1. The title is a bit vague and does not capture the new role for CD74. I would recommend being clear about this as it will get readers attention easier.

2. The abstract also should be revised to include this key finding, as well as the in vivo functional observations (which are not clearly articulated).

3. Given the use of ibudilast (which blocks among other interactions, CD74/MIF) in multiple clinical settings, it would be very useful to use it in these studies. While it may be out of the scope of these studies, this may also be a good use of the CD74 KO mice (developed by one of the co-authors, Dr. Bucala).

4. The data in Table 3 are useful, but would be worth presented as a series of graphs. The authors should use their discretion as to how many conditions they show as the rest can be included as supplemental data (in the form of a table).

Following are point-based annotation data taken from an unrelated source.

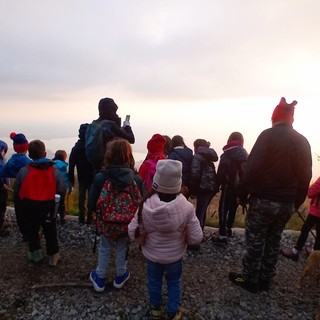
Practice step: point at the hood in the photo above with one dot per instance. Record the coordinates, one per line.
(42, 163)
(165, 217)
(234, 153)
(120, 176)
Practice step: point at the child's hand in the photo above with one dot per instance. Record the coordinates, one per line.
(140, 236)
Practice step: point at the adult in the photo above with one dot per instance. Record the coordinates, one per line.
(78, 159)
(203, 177)
(183, 154)
(111, 128)
(229, 175)
(277, 177)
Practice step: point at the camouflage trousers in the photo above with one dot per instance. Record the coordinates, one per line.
(265, 222)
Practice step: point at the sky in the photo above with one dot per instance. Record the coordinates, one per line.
(200, 69)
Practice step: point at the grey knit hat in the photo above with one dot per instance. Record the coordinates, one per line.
(167, 178)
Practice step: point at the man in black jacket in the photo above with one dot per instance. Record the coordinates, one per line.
(276, 177)
(85, 173)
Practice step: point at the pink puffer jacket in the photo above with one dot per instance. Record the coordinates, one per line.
(314, 195)
(169, 227)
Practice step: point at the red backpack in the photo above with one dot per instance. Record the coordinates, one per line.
(116, 208)
(38, 184)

5. The immune changes presented are generally qualitative in terms of histology. It would be useful to quantify these, as well as other markers of inflammation via IHC. While it may end up being a negative result (based on the previous Vera laboratory report (PMID 31289792), it would still be worth assessment with appropriate quantification.

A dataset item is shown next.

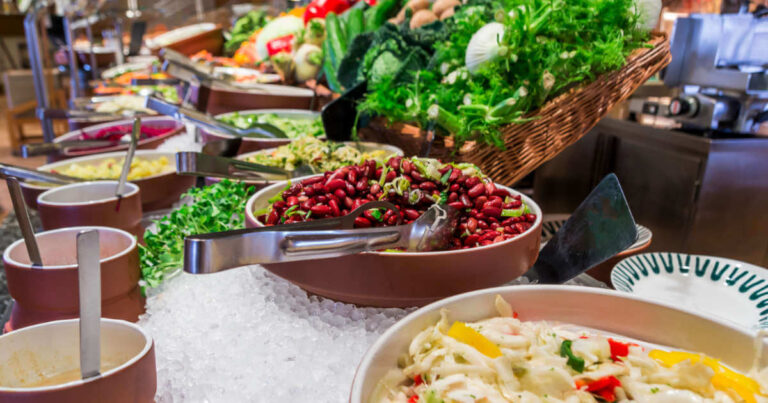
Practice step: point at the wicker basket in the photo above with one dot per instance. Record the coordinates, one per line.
(562, 122)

6. The qPCR data on IL1-b and TNF-a, while negative, should still be graphed in some manner (as a supplemental figure is sufficient).

7. In the conclusions, the authors should be more precise about “TLR4” as it is suggested that this is only receptor for HMGB1 (which can bind to other receptors, including TLR2 and RAGE). It may be worth just switching “TLR4” with “HMGB1” receptors or ending the sentence as such: …HMGB1 to result in bladder pain.”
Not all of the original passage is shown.